Over-the-counter creams and ointments containing the steroid cortisone, such as hydrocortisone acetate (Cort-Aid®) and hydrocortisone (Cortisone 10®), may be used to help control the swelling, itching, and redness associated with eczema.
Also, stronger, prescription-strength steroid creams are available. Steroid shots and pill may be used in the short term to get control of severe eczema, but long-term use of these is not recommended because of the possible side effects, which include weight gain, high blood pressure, and thinning of the skin.
When your skin gets too dry, it can become irritated, and therefore cause your eczema to flare. Low humidity, wind, harsh soaps, cold temperatures, and too much washing without using moisturizer immediately after, can lead to dry skin.
Many people with eczema have drier-than-normal skin because of an imbalance in the topmost protective layer of skin, known as the skin barrier. When functioning normally, your skin barrier helps keep allergens and irritants out and moisture in.
This is why properly moisturizing and bathing to maintain a healthy skin barrier are important to help control your eczema symptoms. Also, it is important to understand when and how to properly moisturize, and which products are best to use when you have eczema.
4. New Option for Severe Eczema
The Food and Drug Administration or FDA has recently approved a new, injectable biologic (monoclonal antibody) known as dupilumab (Dupixent). This is used to treat people with severe disease who do not respond well to other treatment options.
This is a newer medication, therefore, it does not have a long track record in terms of how well it helps people. Studies have reported it to be safe if used as directed. This is very expensive.
Preventing flare-ups is one of the best way to manage eczema. For this reason, it is very important to try to identify and avoid symptom triggers, including certain food allergens or detergents, and to moisturize the skin.
In phototherapy, a special machine is used to emit narrowband ultraviolet B (UVB) light onto the skin to help in reducing inflammation and itching, increase bacteria-fighting systems and vitamin D production in the skin.
7. Wet Dressings
An effective, yet intensive treatment for severe atopic dermatitis involves wrapping the affected area using wet bandages and topical corticosteroids. Sometimes this is done in a hospital for people who have widespread lesions because it’s labor intensive and requires nursing expertise. Or, you can ask your doctor about learning how to do this technique at home.
What Complications are Linked with Eczema?
- Scars can occur when the skin is damaged from continuous scratching.
- Rubbing itchy areas or Scratching can break the skin, therefore, allowing bacteria to enter and cause infection.
- Very itchy eczema can cause sleep disturbance.

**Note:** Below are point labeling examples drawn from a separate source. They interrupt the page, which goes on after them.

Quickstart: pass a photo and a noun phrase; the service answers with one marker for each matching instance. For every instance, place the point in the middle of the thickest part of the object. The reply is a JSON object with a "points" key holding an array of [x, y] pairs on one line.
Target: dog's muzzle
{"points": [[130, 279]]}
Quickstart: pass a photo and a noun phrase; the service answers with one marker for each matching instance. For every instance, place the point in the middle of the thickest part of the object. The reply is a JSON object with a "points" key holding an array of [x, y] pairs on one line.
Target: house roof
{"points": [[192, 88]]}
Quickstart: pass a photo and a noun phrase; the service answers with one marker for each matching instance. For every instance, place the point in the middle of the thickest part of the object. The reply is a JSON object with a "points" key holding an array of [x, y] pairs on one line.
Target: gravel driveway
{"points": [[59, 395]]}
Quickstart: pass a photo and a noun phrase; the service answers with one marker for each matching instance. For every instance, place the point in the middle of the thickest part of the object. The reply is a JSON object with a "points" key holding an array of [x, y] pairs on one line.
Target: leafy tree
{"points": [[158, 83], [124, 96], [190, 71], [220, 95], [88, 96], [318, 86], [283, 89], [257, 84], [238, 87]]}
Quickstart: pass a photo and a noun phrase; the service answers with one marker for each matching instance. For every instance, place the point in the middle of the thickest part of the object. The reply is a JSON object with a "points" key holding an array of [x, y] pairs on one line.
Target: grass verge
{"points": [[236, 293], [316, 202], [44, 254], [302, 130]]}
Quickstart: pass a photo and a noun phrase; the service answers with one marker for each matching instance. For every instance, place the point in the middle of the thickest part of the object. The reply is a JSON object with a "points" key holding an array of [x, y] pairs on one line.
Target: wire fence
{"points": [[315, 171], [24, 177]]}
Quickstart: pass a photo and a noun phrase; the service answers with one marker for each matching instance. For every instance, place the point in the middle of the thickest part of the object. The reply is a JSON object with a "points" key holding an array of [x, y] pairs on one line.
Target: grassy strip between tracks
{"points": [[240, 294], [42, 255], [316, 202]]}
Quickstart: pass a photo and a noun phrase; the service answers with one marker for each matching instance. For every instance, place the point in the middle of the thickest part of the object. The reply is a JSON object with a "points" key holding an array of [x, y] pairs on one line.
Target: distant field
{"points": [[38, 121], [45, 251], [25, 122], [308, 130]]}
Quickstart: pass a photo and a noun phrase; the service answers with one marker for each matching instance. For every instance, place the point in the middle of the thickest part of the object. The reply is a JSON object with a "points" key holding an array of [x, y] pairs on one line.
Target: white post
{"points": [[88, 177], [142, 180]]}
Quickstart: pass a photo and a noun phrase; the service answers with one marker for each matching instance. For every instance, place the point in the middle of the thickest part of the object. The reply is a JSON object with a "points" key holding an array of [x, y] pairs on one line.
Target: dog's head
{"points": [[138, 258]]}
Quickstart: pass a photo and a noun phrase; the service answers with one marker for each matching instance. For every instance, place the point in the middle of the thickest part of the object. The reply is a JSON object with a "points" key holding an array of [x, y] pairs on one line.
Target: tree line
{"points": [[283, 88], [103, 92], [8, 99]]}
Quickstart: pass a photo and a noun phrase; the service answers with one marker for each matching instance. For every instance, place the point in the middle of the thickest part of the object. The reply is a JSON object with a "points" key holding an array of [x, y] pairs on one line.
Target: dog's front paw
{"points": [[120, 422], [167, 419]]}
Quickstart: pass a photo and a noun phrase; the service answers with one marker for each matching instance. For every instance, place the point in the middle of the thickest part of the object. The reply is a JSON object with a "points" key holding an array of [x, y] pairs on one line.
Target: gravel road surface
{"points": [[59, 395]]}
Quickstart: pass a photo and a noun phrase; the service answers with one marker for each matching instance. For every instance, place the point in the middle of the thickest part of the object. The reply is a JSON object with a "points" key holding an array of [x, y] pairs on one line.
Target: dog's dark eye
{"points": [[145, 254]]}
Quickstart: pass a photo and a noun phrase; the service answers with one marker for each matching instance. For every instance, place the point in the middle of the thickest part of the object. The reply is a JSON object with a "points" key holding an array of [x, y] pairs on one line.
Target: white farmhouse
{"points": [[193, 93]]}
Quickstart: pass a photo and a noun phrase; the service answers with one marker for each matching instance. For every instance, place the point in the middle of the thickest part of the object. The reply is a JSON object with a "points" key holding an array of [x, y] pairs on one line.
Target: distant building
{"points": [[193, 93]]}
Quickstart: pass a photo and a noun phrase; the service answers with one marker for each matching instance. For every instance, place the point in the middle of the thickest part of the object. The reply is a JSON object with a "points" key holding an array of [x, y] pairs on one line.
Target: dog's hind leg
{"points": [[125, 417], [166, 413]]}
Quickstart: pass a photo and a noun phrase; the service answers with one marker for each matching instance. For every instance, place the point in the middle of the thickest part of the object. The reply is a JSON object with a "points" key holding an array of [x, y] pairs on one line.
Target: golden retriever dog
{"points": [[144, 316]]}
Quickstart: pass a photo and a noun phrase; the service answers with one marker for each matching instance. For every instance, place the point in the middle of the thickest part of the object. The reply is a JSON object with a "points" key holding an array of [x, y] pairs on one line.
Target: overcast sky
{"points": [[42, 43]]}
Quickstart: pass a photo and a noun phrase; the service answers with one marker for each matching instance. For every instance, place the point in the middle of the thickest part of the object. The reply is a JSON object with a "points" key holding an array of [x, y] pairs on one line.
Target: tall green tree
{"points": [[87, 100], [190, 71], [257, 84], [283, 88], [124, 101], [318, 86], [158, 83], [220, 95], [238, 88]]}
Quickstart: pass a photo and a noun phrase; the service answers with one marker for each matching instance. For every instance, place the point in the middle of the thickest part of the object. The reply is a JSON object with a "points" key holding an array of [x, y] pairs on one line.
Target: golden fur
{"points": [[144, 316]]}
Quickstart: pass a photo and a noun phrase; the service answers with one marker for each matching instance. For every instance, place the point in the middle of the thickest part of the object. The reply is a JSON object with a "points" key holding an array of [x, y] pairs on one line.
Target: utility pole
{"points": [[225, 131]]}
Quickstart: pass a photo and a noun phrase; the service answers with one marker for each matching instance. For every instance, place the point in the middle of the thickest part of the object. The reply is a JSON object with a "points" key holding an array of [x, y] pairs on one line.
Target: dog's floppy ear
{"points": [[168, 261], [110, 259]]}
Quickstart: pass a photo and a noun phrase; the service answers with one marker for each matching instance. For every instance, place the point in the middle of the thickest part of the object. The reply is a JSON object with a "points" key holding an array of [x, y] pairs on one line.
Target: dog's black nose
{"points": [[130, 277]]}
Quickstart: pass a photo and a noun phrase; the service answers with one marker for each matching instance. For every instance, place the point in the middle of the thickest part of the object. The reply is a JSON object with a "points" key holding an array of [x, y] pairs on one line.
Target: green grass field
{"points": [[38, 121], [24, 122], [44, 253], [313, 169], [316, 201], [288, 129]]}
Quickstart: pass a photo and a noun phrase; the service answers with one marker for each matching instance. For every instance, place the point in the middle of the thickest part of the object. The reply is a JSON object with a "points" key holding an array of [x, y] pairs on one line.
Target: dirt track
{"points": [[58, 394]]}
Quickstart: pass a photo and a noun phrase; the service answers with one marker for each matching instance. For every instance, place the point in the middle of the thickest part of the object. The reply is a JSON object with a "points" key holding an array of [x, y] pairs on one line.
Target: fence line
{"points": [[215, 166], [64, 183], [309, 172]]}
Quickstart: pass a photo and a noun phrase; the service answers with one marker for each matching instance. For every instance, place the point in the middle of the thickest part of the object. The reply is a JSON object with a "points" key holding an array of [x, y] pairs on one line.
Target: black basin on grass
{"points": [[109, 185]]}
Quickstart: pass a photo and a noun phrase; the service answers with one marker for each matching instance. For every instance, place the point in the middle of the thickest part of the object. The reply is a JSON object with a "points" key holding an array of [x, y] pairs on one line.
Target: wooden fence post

- In persons with who darker skin, inflammation from eczema may leave dark marks that can lastsr for months.
- Some people who have eczema avoid social activities because they are self-conscious and/or uncomfortable.
What Can Prevent Eczema?
Avoid, whenever possible, whatever triggers the rash.
Also, you may see some home remedies for other ideas on preventing eczema flares.
Can Eczema Be Cured?
There is currently no cure for eczema. But, good skin care and proper treatment can often minimize or control symptoms.